Earlier this week, the first regular session of the Executive Council of UN (United Nations) for Women was held remotely via Zoom. The two-day event covered matters related to economic flexibility, social protection, and economic stimulation. During the session, a member of Saudi Arabia’s Permanent Mission to the UN, Mona Alghamdi, spoke on the wave of reforms that have been introduced and great advancements that have been made with regards to women’s empowerment and gender equality in the Kingdom, and their direct effects on the nation’s economic advancement.
“Despite the great challenges that have been exacerbated by the COVID-19 pandemic and its negative effects on all aspects of life, the Kingdom continued to move toward its goals and ambitions pertaining to the economic empowerment of women. The Kingdom is witnessing major reforms and transformations,” explained Alghamdi while addressing the session’s attendees.
During the #Kingdom’s statement at the First Regular Session of the#UNWomen Executive Board, Mrs.Mona Alghamdi shared that the Kingdom historic reforms qualified it as the top reformer among 190 economics in the World Bank’s Women, Business and the Law 2020 report pic.twitter.com/mh2bwOODJ9— KSA Mission UN(@ksamissionun) February 17, 2021
Indeed, in a report released last year by World Bank Group entitled “Women, Business and the Law 2020”, which was cited by Alghamdi at the recent UN for Women session, Saudi Arabia was listed as one of the top economies to have exhibited the most progress toward gender equality since 2017, as well as nations like the United Arab Emirates, Bahrain, Jordan, and Tunisia. Saudi Arabia was reported to have made the biggest improvement in the index, increasing by 38.8 points.

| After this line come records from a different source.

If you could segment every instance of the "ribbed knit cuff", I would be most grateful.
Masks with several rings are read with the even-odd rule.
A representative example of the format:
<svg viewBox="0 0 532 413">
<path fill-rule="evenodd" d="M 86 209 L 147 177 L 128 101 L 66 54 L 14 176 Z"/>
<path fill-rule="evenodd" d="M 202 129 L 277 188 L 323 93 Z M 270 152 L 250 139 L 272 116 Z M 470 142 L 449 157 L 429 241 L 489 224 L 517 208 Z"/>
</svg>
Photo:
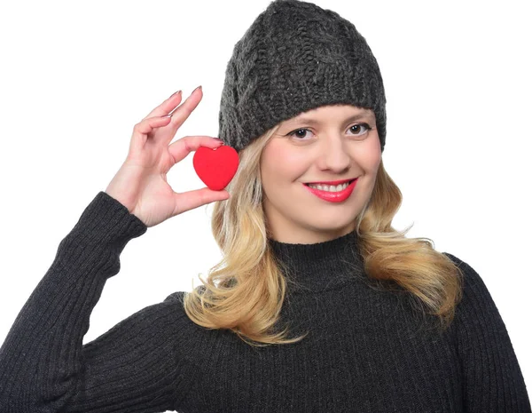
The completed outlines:
<svg viewBox="0 0 532 413">
<path fill-rule="evenodd" d="M 113 247 L 120 253 L 129 240 L 146 231 L 147 226 L 138 217 L 107 193 L 100 191 L 64 242 Z"/>
</svg>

The report also highlighted the Kingdom’s efforts in various areas to improve the rights, access, and mobility of women, such as the changes to the guardianship law, resulting in Saudi Arabian women no longer needing permission from a male relative to travel abroad or obtain a passport. The Kingdom also amended its Civil Status Law, particularly with regards to the marital home, removing a former provision that made the husband’s home the default residence, as well as no longer allowing men to sue wives for leaving the marital home.
In addition, Saudi Arabia made legal amendments in 2018 that protect women from discrimination and sexual harassment in the workplace, and other key reforms that aim to recognize and support the role of women in growing, modernizing, and diversifying Saudi Arabia’s economy.